Sindicado dos professores de São Luís repudia declaração de Guedes

Para a entidade que representa a categoria dos professores, Paulo Guede desconhece a qualidade do trabalho desenvolvido pelos servidores públicos
10/02/2020 às 13h00
Sindicado dos professores de São Luís repudia declaração de GuedesReprodução

A Direção do Sindeducação de São Luís repudiou, por meio de nota, a declaração do ministro da Economia, Paulo Guedes, que atingiu servidores públicos de todo o país.

"A infeliz declaração ocorreu na última sexta-feira, 7, durante evento realizado pela Escola Brasileira de Economia e Finanças, quando em discurso, o ministro comparou funcionários públicos a 'parasitas' ao anunciar o envio da reforma administrativa ao Congresso Nacional nesta semana, destaca trecho da nota.

O Sindeducação condenou a postura do ministro e cobrou retratação pública.

"Para a entidade sindical, não apenas Guedes, mas todo o atual Governo desconhece a qualidade do trabalho desenvolvido pelos servidores públicos brasileiros, em especial, os professores, que têm sofrido ataque mais intenso. A declaração, na verdade, tenta responsabilizar os trabalhadores do Setor Público pela má gestão do Governo, em relação às contas públicas.

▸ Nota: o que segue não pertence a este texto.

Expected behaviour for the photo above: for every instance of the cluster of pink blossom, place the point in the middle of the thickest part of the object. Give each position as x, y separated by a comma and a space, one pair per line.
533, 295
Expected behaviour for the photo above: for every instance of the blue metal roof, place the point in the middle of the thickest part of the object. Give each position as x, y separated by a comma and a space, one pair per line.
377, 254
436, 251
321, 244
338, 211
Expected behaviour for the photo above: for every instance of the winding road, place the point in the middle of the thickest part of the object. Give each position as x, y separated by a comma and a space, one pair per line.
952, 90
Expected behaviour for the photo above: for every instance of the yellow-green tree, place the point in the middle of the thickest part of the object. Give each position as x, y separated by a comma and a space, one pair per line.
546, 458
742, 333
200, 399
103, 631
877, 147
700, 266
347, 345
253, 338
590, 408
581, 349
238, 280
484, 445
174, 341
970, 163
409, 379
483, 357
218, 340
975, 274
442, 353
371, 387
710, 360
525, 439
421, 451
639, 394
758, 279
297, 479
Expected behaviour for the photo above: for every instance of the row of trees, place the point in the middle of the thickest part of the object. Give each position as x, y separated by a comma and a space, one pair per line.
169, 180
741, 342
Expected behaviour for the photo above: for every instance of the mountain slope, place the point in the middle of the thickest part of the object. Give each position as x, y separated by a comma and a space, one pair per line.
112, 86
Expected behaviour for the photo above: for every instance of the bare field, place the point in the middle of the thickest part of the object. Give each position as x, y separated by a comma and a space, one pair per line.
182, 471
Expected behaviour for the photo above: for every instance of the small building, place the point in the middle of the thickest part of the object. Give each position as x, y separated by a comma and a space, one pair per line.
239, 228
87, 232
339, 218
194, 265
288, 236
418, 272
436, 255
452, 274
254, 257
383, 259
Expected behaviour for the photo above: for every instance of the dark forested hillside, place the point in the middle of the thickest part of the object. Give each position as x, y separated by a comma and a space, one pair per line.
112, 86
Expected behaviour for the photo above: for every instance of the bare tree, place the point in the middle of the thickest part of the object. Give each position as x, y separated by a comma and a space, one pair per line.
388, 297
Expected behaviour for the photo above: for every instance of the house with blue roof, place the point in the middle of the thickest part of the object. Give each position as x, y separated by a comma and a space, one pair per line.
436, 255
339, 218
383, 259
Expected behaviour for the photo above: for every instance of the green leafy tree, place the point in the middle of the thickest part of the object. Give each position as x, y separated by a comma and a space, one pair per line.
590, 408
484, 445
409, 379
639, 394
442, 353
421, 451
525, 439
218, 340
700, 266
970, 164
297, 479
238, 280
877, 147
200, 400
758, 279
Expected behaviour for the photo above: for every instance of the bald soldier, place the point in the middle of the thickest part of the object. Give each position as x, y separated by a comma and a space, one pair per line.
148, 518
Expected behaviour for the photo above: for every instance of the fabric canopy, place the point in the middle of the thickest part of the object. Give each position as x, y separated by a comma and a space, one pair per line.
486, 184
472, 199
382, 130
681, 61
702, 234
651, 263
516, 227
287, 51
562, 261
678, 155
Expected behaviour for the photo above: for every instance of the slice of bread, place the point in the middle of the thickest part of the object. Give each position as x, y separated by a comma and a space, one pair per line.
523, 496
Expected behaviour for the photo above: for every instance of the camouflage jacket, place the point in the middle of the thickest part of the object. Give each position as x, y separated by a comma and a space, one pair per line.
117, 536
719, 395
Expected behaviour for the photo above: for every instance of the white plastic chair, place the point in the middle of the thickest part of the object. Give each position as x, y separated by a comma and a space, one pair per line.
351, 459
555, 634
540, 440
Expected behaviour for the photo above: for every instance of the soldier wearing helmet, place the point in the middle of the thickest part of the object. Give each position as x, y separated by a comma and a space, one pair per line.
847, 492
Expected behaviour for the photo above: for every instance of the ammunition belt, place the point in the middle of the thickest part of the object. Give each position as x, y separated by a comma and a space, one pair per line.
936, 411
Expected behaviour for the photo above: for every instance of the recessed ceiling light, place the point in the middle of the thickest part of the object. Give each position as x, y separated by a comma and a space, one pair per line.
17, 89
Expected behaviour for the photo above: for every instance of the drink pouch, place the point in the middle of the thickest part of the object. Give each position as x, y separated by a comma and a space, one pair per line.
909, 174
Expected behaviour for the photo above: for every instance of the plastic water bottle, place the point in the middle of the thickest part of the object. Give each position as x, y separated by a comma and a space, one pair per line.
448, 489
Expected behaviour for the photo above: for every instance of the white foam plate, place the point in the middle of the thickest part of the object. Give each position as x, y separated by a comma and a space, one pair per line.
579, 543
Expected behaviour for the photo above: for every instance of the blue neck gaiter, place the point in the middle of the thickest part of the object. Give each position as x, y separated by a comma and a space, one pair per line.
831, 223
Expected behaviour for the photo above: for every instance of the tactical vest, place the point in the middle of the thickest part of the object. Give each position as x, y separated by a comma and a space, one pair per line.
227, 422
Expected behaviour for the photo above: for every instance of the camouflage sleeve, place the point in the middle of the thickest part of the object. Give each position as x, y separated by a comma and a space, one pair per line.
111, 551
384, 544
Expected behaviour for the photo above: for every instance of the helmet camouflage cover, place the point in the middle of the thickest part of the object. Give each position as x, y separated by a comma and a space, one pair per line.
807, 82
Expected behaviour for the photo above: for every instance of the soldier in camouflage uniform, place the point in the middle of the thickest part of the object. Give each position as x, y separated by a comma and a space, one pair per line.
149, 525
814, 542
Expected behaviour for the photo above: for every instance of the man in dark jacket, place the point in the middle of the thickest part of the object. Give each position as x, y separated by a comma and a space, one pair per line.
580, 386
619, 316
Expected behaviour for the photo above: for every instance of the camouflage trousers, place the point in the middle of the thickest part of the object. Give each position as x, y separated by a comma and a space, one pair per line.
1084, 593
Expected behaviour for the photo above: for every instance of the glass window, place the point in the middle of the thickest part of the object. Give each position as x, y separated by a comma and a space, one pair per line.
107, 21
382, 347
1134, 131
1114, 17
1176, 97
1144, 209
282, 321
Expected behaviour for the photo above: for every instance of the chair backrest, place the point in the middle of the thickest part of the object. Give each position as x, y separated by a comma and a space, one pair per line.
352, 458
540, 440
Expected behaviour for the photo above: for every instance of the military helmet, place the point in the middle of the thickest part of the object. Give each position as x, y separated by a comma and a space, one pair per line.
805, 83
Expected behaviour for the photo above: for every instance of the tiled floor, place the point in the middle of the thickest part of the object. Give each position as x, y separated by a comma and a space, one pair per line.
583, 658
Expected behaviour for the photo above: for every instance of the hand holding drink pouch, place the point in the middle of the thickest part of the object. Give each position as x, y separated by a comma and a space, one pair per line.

A Administração Federal cancela investimentos na área pública, precariza setores essenciais como Previdência Social (INSS), Educação e Saúde, mas privilegia gastos com publicidade para defender pautas como a Reforma da Previdência e Abstinência Sexual", completou.

O sindicato também atacou o Governo Federal.

"Ser parasita é integrar um Governo que precariza as relações de trabalho; eleva tempo de idade e de contribuição dos trabalhadores para aposentadoria, mas premia o alto escalão das Forças Armadas com um novo Plano de Carreiras, e salários que chegam até R$ 33 mil; promove cortes na Educação Pública; incentiva a destruição do Meio Ambiente; entrega as Empresas Públicas aos especuladores estrangeiros, e o pior, implementa políticas de incentivo ao Mercado Financeiro, que não produz e apenas especula em cima dos trabalhadores que geram produção e renda", finaliza.